OPEC Headquarters in Vienna, Austria

OPEC+ fails to agree on output-hike delay before expanded meeting

*Ministerial panel met Sunday before Monday’s full meeting as UAE, Kazakhstan oppose proposal to maintain current cuts

Isola Moses | ConsumerConnect

A panel of OPEC+ ministers couldn’t reach an agreement on whether to delay January’s oil-output increase, leaving the matter unresolved before a full meeting of the cartel and its allies from Monday, November 30 to Tuesday, December 1, 2020.

A delegate said most participants in an informal online discussion Sunday evening supported maintaining the production curbs at current levels into the first quarter, Bloomberg report said.

Still as Russian Deputy Prime Minister Alexander Novak spoke in favour of postponing the supply hike that’s currently scheduled to happen in 2021, the United Arab Emirates (UAE) and Kazakhstan were opposed, disclosed the delegate, who preferred to remain anonymous.

Report stated Brent oil in London declined 1.4% to $47.50 a barrel in early Asian trading last Monday.

Prices have advanced 27% this month, and are set for the biggest monthly gain since May 2020.

Unless the agreement is revised this week, they will restart about 1.9 million barrels a day of halted output, potentially pushing the global market back into surplus and undermining the recent surge in crude prices.

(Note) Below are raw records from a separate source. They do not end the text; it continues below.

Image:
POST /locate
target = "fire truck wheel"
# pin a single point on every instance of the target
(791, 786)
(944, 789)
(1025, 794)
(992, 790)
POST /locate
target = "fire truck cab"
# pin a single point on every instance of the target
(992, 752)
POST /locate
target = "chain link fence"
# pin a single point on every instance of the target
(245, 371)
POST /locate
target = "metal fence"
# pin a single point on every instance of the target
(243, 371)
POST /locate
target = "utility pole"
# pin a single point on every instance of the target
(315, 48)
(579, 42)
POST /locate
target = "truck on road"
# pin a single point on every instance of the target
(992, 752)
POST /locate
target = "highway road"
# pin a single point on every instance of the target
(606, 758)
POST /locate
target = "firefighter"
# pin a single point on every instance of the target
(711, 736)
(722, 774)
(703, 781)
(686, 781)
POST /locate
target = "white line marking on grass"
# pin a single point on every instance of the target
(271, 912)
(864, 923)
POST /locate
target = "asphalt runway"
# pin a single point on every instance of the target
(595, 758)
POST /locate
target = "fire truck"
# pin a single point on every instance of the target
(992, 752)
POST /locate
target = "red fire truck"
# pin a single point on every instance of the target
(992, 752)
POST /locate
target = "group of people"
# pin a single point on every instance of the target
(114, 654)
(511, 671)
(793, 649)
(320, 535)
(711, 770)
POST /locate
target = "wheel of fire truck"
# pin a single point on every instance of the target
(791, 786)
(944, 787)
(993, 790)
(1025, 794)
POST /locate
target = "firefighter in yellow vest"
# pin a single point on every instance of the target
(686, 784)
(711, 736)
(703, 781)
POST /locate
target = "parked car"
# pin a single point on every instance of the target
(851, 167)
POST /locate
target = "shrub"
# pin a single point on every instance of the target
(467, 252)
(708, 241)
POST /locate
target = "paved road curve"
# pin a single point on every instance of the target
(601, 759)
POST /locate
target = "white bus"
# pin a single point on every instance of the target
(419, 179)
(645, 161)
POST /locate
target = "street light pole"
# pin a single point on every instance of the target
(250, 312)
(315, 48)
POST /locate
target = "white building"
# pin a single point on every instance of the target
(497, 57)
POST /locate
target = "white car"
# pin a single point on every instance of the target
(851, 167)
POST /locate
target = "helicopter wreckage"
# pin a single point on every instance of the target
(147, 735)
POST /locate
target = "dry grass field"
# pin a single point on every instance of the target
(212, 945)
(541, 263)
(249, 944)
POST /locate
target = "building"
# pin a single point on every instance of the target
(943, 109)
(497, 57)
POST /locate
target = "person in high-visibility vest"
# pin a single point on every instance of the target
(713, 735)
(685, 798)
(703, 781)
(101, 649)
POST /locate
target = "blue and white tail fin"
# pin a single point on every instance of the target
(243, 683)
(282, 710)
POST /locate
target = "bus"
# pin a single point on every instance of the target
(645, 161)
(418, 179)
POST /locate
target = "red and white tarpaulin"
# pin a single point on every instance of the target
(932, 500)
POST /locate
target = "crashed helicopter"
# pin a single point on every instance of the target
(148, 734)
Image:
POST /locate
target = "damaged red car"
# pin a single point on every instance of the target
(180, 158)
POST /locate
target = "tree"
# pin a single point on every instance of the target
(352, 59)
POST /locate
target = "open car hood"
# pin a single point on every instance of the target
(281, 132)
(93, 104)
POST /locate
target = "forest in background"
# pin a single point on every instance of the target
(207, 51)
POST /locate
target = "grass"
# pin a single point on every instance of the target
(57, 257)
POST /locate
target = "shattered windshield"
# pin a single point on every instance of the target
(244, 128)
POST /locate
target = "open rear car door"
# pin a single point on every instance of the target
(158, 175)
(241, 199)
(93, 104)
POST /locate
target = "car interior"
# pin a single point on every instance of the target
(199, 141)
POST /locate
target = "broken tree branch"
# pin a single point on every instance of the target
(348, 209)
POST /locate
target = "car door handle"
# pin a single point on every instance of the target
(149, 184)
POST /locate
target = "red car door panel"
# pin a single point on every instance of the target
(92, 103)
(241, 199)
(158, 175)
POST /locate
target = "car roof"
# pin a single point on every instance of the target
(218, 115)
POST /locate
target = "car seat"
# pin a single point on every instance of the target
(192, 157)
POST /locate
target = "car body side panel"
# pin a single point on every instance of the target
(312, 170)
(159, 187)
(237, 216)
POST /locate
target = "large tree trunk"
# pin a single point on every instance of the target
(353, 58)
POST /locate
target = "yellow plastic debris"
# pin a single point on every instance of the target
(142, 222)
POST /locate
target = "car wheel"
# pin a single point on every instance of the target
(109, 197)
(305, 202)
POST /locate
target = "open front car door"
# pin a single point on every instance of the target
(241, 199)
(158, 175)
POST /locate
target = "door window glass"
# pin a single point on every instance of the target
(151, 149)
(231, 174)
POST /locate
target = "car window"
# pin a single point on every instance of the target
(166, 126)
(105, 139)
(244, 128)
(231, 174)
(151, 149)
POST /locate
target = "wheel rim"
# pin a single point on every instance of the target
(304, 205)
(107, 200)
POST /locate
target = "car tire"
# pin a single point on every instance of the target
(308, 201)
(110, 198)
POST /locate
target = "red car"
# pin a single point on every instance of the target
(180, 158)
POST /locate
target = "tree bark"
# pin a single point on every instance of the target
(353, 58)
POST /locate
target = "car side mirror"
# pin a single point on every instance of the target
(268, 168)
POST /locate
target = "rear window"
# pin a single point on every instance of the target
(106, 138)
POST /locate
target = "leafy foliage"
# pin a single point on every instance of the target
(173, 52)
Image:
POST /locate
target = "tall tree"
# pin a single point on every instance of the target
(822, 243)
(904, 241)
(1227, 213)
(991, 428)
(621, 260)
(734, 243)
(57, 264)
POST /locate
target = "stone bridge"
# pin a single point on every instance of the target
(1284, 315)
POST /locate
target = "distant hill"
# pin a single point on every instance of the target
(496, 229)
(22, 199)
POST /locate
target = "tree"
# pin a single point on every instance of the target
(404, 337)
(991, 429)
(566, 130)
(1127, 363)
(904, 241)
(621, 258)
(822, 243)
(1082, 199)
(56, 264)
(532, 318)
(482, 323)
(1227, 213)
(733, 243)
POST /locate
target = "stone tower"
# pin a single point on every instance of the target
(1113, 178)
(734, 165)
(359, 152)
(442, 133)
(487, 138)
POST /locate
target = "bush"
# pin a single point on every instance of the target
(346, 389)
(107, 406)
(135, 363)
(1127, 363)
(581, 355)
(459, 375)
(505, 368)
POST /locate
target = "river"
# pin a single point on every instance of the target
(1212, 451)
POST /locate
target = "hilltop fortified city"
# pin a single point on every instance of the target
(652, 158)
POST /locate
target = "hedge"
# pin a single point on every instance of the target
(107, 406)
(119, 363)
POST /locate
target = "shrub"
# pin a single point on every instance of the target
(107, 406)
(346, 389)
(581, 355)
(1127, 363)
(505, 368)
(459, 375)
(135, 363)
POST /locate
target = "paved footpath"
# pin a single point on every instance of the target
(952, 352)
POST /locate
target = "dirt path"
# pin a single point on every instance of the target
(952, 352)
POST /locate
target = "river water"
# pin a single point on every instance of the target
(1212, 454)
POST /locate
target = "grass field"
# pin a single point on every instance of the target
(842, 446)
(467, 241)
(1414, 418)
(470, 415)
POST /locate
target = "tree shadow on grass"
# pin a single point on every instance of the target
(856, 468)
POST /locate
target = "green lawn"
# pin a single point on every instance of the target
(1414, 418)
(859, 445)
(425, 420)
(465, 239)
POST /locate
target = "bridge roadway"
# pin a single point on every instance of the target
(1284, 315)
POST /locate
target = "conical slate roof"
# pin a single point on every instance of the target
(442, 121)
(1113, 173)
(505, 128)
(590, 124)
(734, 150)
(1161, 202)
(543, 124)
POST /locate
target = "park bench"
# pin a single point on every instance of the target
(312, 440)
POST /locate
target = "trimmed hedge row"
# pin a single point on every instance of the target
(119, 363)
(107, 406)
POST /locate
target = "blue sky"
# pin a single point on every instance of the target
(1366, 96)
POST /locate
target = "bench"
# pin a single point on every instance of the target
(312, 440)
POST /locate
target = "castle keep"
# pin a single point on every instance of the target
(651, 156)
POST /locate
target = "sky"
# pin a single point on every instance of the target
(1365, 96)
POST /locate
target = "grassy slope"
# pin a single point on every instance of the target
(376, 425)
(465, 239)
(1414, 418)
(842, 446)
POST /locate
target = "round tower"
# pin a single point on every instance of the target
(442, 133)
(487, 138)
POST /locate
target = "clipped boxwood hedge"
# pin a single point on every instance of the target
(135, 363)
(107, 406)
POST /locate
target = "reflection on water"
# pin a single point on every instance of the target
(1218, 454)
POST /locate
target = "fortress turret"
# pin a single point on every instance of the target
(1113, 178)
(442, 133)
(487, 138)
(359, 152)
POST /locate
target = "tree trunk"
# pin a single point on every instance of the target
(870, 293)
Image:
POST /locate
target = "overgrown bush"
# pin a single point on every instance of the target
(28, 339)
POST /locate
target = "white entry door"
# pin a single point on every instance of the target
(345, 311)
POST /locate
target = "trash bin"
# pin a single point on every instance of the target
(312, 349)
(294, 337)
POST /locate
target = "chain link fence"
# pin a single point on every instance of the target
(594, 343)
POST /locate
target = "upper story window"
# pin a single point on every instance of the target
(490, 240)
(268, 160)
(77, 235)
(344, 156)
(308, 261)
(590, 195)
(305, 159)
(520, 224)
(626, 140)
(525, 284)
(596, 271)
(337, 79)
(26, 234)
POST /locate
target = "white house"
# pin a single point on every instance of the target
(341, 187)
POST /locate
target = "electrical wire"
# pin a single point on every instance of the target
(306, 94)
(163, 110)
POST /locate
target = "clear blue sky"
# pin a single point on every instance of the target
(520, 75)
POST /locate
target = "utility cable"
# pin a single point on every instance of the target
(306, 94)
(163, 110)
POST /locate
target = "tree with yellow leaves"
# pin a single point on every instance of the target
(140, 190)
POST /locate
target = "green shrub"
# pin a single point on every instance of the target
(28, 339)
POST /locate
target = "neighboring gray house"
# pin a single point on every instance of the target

Mohammad Darwazah, an analyst at research firm Medley Global Advisors LLC, said: “Saudi Arabia will have to lean hard to get an agreement.

“There have been particularly acute rumblings of dissatisfaction with the status quo from Abu Dhabi.”

The Organisation of Petroleum Exporting Countries (OPEC) and its allies, a 23-nation network that pumps more than half the world’s crude, made vast production cuts during the depths of the pandemic to offset a historic collapse in fuel demand.

The alliance had planned to ease some of those curbs at the start of 2021, in anticipation of a global economic recovery, report stated.

ConsumerConnect had reported last Saturday that because of last-minute talks, Saudi Arabia and Russia had summoned a small group of OPEC+ countries for consultations at the weekend in an apparent effort at forging a consensus before making a final decision at a conference scheduled for Monday and Tuesday.

Despite the lack of an agreement so far, negotiations in the coming days could still result in a deal, said another delegate.

There have been numerous signals that the cartel was leaning toward a delay. Last week, Algerian Energy Minister Abdelmajid Attar, who this year holds OPEC’s rotating presidency, told Bloomberg that the group must remain cautious because the surge in oil prices to above $45 a barrel in New York this week could prove fragile. OPEC technical experts also considered data that pointed to the risk of a new oil surplus if the production increase goes ahead, report stated.

Prior to this weekend, a clear majority of OPEC+ watchers were expecting the group to keep pumping at current levels for a few months longer due to lingering uncertainty about the strength of demand.

However, the decision was reported to have been clouded by public complaints from Iraq and Nigeria, and private discord with the UAE, all of which have chafed at their output limits this year.

Harry Tchilinguirian, Head of Commodity Markets Strategy at BNP Paribas SA, said:  “As usual, it will all be down to the meetings behind closed doors on Monday and Tuesday.”

“We expect that Saudi Energy Minister Abdulaziz Bin Salman will be at the forefront of preserving group cohesion, to ultimately deliver the much expected delay to the tapering of supply cuts due next year.”